While at first glance, the road was long, straight and scarcely undulating, it was impossible not to feel the overwhelming sense of community that imbues life on the sharp end of production. It is, after all, these men and women living their lives in a thousand  Dog Rivers that feed us all. Trains, three kilometres long, as they passed by one at a level crossing, gave ample time to ponder their cargoes, destinations and the extraordinary process by which seed, water and sun can create billions of tons of produce to be shipped to every corner of the earth.


And once free, and ready to move on, we reached Saskatoon, the slightly quirky and rather pretty city that houses the University of Saskatchewan and straddles the South Saskatchewan River in the centre of the prairie. It is a welcome break, although it was raining so much its charms were mostly washed away, but there are several very good restaurants in town, and the opportunity was taken to celebrate my cousin Jude’s Marker Birthday in some style.

She, my cousin, was it must be said, quite overwhelmed with the available space of the prairie, the relative emptiness of the roads, the sheer quantity of farmland, the mysterious stick-insect-machines that seemed to be so popular, the proliferation of pick-up trucks, the rather unappealing urban-planning represented to us as we drove, grain elevators, and Corner Gas (to which we inevitably introduced her).



 And so the first day passed; the second (1,074kms to Peace River) was not notably different other than the irritating road works, punctuating the meditation, presented by Edmonton clearly trying to sharpen itself up. We turned north; the first real junction of the journey and a good opportunity to test the car’s steering mechanism, and slowly but surely, in the sort of progression that is only visible to those in a car, or perhaps a train, the landscape changed, and on the third day, (945kms - Peace River to Fort Providence) we passed the border into the Northwest Territories, and as we burst across the 60th parallel, so did the sunshine and our introduction to the north was complete as the park rangers immediately offered us a cup of coffee.

The Sunny (and crowded) border

Coffee is the fuel of the north; barely an hour goes by without someone “putting on another pot”, “topping one up”, “reaching for an empty cup” and bemoaning the black liquid’s viscosity. “A bit thick, this coffee” is a common refrain, but there it is, the primary food group of Canada’s territories.

Fort Providence, a community that lies along the Mighty Mackenzie, and until recently was where all land traffic in the summer had to cross by ferry, is compact, slightly buggy, friendly and a fine place to stay overnight before the final 350kms on to Yellowknife.

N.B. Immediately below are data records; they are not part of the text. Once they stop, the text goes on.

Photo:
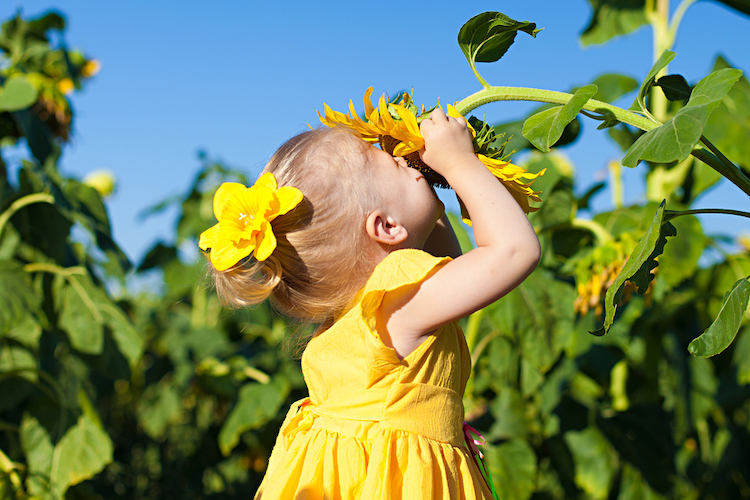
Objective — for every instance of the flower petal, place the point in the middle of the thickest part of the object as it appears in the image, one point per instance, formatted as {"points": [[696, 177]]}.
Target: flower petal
{"points": [[265, 243], [208, 237], [226, 254], [289, 197]]}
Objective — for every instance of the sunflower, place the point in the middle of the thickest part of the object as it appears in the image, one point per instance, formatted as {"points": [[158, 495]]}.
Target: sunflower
{"points": [[395, 127]]}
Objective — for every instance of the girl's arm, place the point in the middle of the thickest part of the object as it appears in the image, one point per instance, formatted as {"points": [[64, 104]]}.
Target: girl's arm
{"points": [[507, 246], [442, 242]]}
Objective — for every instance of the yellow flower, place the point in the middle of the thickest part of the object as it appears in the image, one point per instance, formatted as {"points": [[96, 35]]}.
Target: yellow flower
{"points": [[245, 216], [91, 68], [65, 86], [401, 137], [101, 180]]}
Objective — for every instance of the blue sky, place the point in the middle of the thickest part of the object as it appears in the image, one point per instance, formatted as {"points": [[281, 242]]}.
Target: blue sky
{"points": [[236, 79]]}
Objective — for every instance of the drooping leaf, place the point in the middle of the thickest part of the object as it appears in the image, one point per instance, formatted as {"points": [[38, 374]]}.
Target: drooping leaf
{"points": [[675, 139], [679, 262], [545, 128], [613, 18], [17, 297], [675, 87], [17, 93], [722, 331], [487, 36], [256, 405], [639, 265], [513, 468], [639, 104], [83, 452]]}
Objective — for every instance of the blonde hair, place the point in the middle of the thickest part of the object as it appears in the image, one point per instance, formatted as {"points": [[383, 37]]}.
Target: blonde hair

The Mackenzie River at Fort Providence

 I am, as many well know, an immigrant from the United Kingdom; London is my Home Town and the transition from Britain to Canada interesting. There are, it seems two English people living in Fort Prov (as it is so charmingly diminutised); appearing in the community one day, and declaring that it offered all that was unavailable in Great Britain, they moved. I didn’t meet them, but would love to find out more. Perhaps it was the curious drinking requirements:

The imposing regulations of Ft. Providence

The Last Leg into Yellowknife
And so to Yellowknife, the buzzy, sunny, captivating capital of the Northwest Territories, formerly the North Western Territory (1859), then the North-West Territories (1871) and finally, in a moment of grammatical defiance, the hyphen was dropped in 1912 and the Northwest Territories became the territory that it is not today.



Having been split into two parts in 1999, the eastern Arctic became the Nunavut Territory, and presumably tired of the etymological disturbances of the past centuries, and being underwhelmed by the new names offered as an alternative (“Denedeh”, an Athabaskan word meaning “Our Land” was a strong contender, as was the choice to rename the territory “Bob” according to polls at the time), the title of The Northwest Territories stuck, and the NWT it remains.


A very fine place, and only 3,020 kms from my house in Winnipeg.